À bientôt te lire, te voir, t’entendre. Mais, pour ce soir, déjà t’embrasser. Plus que jamais.

J.

[1] 36 situations dramatiques : théorie proposée par Georges Polti (1867-1946) selon laquelle il existe, pour tout type de scénario, 36 situations dramatiques de base avec, pour chacune, les rôles ou « éléments dynamiques indispensables » qu’elle implique. Ainsi par exemple, la situation « Implorer » demande un Persécuteur, un Suppliant et une Puissance indécise. Les Situations sont ensuite détaillées en nuances (« Fugitifs implorant un puissant contre leurs ennemis »), et pour chaque nuance sont donnés des exemples dans le théâtre de toutes les époques et tous les continents, les contes, le roman ou la vie réelle. Polti a catalogué plus de 1 200 œuvres. Les Situations ne sont cependant pas des catégories bien tranchées puisque certaines nuances d’une Situation peuvent toucher à une autre Situation. Ainsi on peut « augmenter l’horreur » de la situation 17 « Découvrir le déshonneur des siens » avec la Situation 3 « Venger un crime » et ainsi aboutir à la situation 4 « Venger un proche ». Ainsi encore les Situations 15 « Adultère meurtrier » et 25 « Adultère ». Par ailleurs la même œuvre peut être rangée dans deux Situations distinctes (Hamlet est à la fois cité dans la Situation 4 et la Situation 13).
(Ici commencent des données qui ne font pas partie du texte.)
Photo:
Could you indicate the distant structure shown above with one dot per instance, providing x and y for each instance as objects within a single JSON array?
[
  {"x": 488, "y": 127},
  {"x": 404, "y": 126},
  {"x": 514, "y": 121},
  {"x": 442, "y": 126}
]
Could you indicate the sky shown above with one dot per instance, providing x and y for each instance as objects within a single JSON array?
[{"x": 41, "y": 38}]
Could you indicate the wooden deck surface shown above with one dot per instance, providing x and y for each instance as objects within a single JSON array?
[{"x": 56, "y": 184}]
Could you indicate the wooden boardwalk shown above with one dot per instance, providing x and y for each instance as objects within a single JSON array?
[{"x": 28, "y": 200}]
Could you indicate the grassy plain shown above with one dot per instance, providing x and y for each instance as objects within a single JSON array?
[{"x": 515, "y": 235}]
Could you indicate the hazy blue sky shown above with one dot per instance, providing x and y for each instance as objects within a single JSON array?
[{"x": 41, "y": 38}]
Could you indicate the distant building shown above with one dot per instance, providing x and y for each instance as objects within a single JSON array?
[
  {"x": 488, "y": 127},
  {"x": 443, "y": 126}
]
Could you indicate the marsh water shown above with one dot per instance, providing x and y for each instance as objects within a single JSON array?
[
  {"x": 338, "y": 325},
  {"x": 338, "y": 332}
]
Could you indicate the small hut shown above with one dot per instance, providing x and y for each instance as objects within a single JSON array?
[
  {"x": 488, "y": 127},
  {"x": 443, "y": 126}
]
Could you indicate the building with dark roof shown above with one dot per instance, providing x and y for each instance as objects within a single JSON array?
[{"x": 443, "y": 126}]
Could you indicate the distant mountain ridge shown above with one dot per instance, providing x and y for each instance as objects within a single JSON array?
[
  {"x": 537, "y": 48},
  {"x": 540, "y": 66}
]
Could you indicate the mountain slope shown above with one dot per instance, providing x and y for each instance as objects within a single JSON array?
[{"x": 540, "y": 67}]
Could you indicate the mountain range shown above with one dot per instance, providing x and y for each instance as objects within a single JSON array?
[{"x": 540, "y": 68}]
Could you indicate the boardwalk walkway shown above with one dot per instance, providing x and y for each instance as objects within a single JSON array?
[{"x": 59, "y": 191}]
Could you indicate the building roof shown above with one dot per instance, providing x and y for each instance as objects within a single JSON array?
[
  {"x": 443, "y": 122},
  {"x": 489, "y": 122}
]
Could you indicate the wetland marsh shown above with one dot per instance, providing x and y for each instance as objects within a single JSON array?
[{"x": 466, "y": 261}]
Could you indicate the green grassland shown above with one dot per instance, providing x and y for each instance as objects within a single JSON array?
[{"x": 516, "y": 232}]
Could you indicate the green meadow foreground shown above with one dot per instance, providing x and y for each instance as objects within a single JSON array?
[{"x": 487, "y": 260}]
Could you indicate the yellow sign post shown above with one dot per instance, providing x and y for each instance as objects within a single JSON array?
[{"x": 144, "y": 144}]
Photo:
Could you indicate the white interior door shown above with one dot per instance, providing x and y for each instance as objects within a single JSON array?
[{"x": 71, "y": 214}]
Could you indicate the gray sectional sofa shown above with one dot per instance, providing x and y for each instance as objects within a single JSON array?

[2] La Porteuse de pain est un roman-feuilleton de l’écrivain français Xavier de Montépin, paru d’abord dans Le Petit Journal à partir du 15 juin 1884. Il connut un important succès populaire et fut réédité et adapté à plusieurs reprises pour le théâtre, le cinéma et plus récemment pour la télévision.
[3] Le Contrôleur des wagons-lits : film franco-allemand réalisé en 1934 par Richard Eichberg.
[4] Henri Bernstein (1876-1953) est un dramaturge français du théâtre de boulevard. Il devint célèbre en 1906 grâce au succès de son drame bourgeois Le Voleur.